This study adopts a statistical approach based on Exploratory Spatial Data Analysis to identify underlying contribution patterns of OpenStreetMap (OSM). Univariate and multivariate analyses on a number of variables computed from OSM history on a regular hexagonal grid in Milan (Italy) allow to detect a number of both local clusters and local outliers, which shed light on the complexity of OSM temporal evolution driven by active local contributors and communities, data imports and mapping parties.
Compared to traditional geospatial data sources, a major advantage of OpenStreetMap (OSM) is the availability of its full history. In literature, OSM history has been exploited for a number of purposes. The most frequent is intrinsic quality assessment, which - in contrast to extrinsic assessment, where OSM quality is evaluated through comparison against a reference dataset - estimates OSM quality by only looking at its temporal evolution. OSM history has been also explored to gain insights into the project's contribution patterns, e.g. history and profiling of contributors; origin, amount, nature and frequency of edits; spatio-temporal evolution of the whole OSM database - or parts thereof, such as road networks and buildings - in specific areas, or after specific events like natural disasters; and spatial analysis of contributor and contribution patterns.

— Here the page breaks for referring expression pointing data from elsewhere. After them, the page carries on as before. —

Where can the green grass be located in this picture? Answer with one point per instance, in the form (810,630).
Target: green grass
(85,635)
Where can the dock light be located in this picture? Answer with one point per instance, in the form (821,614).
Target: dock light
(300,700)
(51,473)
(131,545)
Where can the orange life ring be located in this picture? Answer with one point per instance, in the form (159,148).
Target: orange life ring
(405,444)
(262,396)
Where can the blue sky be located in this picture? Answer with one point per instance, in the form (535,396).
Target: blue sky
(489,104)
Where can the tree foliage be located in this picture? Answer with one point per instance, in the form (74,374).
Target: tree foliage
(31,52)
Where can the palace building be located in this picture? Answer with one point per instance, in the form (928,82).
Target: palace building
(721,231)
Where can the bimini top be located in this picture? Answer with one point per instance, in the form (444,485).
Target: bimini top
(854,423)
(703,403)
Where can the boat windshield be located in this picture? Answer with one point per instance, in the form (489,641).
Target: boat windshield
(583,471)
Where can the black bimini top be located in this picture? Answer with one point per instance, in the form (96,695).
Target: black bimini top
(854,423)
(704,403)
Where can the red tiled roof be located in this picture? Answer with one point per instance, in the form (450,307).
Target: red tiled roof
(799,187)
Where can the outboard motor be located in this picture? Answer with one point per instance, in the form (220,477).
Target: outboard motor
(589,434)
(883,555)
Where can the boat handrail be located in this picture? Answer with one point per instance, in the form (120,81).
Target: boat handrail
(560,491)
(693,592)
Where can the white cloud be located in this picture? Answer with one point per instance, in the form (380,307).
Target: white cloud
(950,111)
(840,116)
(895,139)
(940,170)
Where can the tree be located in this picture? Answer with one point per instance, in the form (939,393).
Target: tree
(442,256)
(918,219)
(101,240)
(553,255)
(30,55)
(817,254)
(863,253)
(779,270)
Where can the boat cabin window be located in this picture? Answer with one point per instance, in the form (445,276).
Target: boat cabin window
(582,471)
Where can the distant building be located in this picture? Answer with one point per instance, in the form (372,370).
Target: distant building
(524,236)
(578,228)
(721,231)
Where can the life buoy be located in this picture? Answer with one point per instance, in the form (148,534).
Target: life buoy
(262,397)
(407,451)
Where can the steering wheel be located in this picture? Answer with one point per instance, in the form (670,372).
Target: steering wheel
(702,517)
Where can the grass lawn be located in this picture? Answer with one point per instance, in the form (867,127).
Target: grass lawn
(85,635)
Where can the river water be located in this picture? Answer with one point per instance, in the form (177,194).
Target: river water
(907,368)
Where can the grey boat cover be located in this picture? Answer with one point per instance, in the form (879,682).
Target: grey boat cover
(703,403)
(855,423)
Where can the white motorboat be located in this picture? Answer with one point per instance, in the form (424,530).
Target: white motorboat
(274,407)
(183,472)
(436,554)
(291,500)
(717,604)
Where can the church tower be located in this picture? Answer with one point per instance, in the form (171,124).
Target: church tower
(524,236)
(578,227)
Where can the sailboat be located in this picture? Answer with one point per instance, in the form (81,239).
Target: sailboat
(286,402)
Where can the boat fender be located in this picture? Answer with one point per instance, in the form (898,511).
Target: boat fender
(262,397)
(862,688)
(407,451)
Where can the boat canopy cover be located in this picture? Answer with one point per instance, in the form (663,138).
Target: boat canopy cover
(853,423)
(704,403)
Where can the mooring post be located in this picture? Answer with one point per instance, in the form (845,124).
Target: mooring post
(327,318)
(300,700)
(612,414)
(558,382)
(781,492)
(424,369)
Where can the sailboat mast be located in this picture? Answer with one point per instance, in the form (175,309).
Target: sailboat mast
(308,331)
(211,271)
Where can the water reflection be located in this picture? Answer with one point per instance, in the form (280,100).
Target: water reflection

This work fits into the context of OSM intrinsic assessment by proposing a statistical approach based on Exploratory Spatial Data Analysis, and in particular spatial association, aimed at uncovering underlying history-based patterns of OSM data. More in detail, spatial association is investigated in both the univariate and multivariate contexts, i.e. in the cases - respectively - when one variable and multiple variables (together) are examined. The univariate analysis is performed using the Local Moran’s I indicator, which provides a robust classification method to detect statistically significant patterns (compared to the hypothesis of randomness) and define the spatial association type at each location in the dataset. The association type reflects the local characteristics of the variable at each location and its surroundings. Hence it allows detecting clusters, i.e. local patterns of similar (either high or low) values, as well as outliers, i.e. local patterns of dissimilar values (either low values surrounded by high values or viceversa). Instead, the multivariate Geary’s c indicator is employed to detect local association patterns resulting from the joint spatial interaction of two or more variables. A multivariate pattern classification comparable to the one of the univariate case is achieved through a novel classification method developed by the authors. This consists of a comparison of local and global centrality measures (means and medians) for the computed distribution of the multivariate Geary’s c, to produce classification maps of clusters and outliers.
The analysis is performed on Milan Province (Northern Italy), counting a population of more than 3 million inhabitants on a surface of about 1.500 km². This area is sampled using a regular hexagonal grid with side of the hexagon equal to 1000 m, producing a total of 684 cells. The analysis is focused on the history of OSM nodes only, with the following hypotheses: only nodes with at least one tag are considered; a new version of a node is counted only when there is a change in tags (not in geometry); only the nodes which currently exist in the OSM database are considered. With this in mind, for each grid cell a number of history-based variables are computed: total number of different contributors who have edited OSM nodes; average number of different contributors who have edited each OSM node; average date of creation of the OSM nodes; average date of last edit of the OSM nodes; average number of versions of the OSM nodes; average frequency of update of the OSM nodes. These values are derived from the processing of the OSM Full History Planet file (downloaded in May 2019) and its conversion into a SpatiaLite database after an intersection with the study area, followed by the computation of the variables for each grid cell.
The univariate analysis, performed using the QGIS Hotspot Analysis plugin developed by the authors, highlights different spatial associations for the different variables. While some of them (such as total and average number of contributors and average version) clearly show clusters of high values in correspondence of the most urbanized areas and clusters of low values in the non-urban peripheral areas, spatial association patterns are more heterogeneous for other variables such as the average update frequency. Multivariate analyses are then performed to detect the spatial patterns derived from the joint interaction between two and more of the variables considered. Despite each variable has its own spatial pattern when taken alone, their combination (especially when adding more and more variables) highlights not only high and low-value clusters in urban and non-urban areas, but also other interesting clusters and outliers. These unveil peculiar contribution patterns resulting from active local contributors, data imports and mapping parties, and highlight areas where OSM development might need some improvement.
Despite only preliminary, the methodology - which, to the authors’ knowledge, has been never adopted before in OSM-related research - looks extremely promising to process the complexity of OSM history and transform it into understandable, statistical-based indicators which can shed more light on the intricate phenomenon of OSM local development.